M. Ambroise Thomas appartient à cette race d’artistes convaincus et laborieux qui s’avancent lentement, par étapes, et c’est parce que Mignon représente à nos yeux une de ces étapes, et la plus caractéristique peut-être, que nous avons pris plaisir à nous y attarder. Né à Metz en 1811, M. Ambroise Thomas avait vingt-six ans lorsqu’il débuta par la Double Échelle, un de ces petits actes qui déjà, du temps de Monsigny, de Dalayrac et de Méhul, faisaient les délices des habitués de l’Opéra-Comique et dont la vogue s’est depuis continuée avec le Chien du Jardinier, Gilles ravisseur, les Noces de Jeannette et tant d’autres bluettes signées Maillard, Grisar et Victor Massé.
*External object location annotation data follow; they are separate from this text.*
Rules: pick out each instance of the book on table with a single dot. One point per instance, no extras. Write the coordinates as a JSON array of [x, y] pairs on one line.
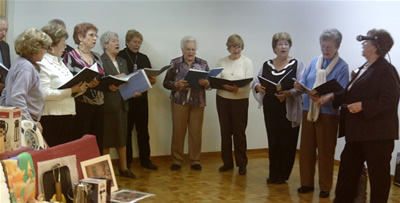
[[137, 83], [271, 86], [193, 76], [218, 83], [156, 72], [85, 75], [325, 88], [129, 196]]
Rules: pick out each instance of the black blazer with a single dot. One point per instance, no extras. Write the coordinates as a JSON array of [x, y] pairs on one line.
[[378, 89], [5, 53], [113, 100]]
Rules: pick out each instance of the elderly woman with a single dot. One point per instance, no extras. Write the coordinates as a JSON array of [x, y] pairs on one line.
[[320, 123], [282, 110], [138, 114], [59, 107], [187, 104], [368, 120], [233, 104], [23, 83], [115, 108], [89, 106]]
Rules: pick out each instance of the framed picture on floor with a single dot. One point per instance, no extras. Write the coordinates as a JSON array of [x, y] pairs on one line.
[[100, 167]]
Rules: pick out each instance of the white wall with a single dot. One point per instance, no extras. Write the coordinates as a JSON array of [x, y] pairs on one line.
[[164, 23]]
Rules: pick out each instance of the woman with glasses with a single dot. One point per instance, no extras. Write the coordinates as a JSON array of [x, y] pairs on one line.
[[282, 109], [89, 106], [23, 83], [233, 104], [368, 121], [59, 107], [320, 123]]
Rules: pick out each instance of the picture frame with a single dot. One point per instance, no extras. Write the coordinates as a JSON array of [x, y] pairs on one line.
[[100, 167]]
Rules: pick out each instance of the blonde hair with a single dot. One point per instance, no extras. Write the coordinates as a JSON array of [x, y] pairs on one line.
[[31, 41], [235, 40], [56, 32]]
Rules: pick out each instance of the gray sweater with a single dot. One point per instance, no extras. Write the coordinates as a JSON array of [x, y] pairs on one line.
[[23, 89]]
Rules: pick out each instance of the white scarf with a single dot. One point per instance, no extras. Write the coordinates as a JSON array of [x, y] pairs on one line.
[[320, 79]]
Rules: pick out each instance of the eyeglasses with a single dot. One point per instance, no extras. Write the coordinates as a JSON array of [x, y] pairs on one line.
[[283, 44], [236, 47]]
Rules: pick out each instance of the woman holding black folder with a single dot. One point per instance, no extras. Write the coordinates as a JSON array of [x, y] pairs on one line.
[[115, 108], [282, 109], [233, 105], [368, 120], [59, 107], [320, 123], [89, 106]]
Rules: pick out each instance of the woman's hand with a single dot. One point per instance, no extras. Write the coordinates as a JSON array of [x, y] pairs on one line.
[[203, 82], [181, 84], [282, 95], [354, 107], [80, 87], [137, 94], [113, 88], [231, 88], [325, 99], [297, 86], [93, 83], [260, 88], [152, 80]]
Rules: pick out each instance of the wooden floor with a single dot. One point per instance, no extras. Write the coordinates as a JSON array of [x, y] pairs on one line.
[[209, 185]]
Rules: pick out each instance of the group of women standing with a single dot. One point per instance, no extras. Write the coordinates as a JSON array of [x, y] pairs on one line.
[[368, 104]]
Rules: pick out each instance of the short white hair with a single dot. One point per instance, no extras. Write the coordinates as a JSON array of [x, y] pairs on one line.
[[186, 40], [105, 38]]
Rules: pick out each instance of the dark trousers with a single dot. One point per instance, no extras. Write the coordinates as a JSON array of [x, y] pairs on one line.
[[282, 139], [233, 114], [138, 115], [89, 120], [377, 154], [58, 129]]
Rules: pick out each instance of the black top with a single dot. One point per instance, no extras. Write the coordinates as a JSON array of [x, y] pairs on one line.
[[275, 76], [141, 60]]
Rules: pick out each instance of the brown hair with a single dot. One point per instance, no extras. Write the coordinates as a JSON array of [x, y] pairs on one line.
[[383, 41], [132, 34], [281, 36], [82, 29], [56, 33], [30, 42], [235, 40]]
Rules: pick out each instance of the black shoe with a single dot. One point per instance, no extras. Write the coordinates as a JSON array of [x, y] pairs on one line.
[[280, 181], [305, 189], [225, 168], [324, 194], [242, 170], [175, 167], [127, 173], [196, 167], [149, 165]]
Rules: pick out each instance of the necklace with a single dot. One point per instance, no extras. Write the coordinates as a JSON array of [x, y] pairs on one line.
[[85, 58], [134, 64]]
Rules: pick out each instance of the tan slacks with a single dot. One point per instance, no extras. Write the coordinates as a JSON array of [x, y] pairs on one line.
[[318, 142], [183, 118]]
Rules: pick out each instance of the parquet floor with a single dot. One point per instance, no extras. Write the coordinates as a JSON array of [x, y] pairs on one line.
[[209, 185]]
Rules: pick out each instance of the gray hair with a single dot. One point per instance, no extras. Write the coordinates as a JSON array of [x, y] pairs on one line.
[[58, 22], [3, 18], [105, 38], [186, 40], [331, 34]]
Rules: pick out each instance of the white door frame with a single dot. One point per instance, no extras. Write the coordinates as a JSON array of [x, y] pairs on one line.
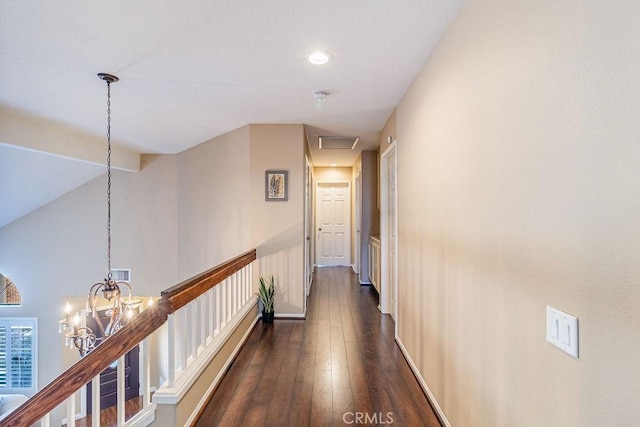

Aujourd’hui, nos prix de Rome ne montrent plus guère qu’ironie et dédain pour ce vieux droit d’avènement que les traités leur assuraient ; ils préfèrent courir chez Pasdeloup, qui leur ouvre sa porte à deux battans. Est-ce un avantage ? On en peut douter. Pour aider à la fortune d’un compositeur qui se destine au théâtre, — et la plupart de nos jeunes musiciens visent là, — toutes les suites d’orchestre ne valent pas un acte d’opéra comique comme la Double Échelle ; mais le temps est aux grandes escalades, personne ne veut commencer par le commencement, ce qui, n’en déplaise aux maîtres symphonistes de l’heure actuelle, est encore le meilleur moyen d’arriver. L’exemple de M. Thomas l’a bien prouvé.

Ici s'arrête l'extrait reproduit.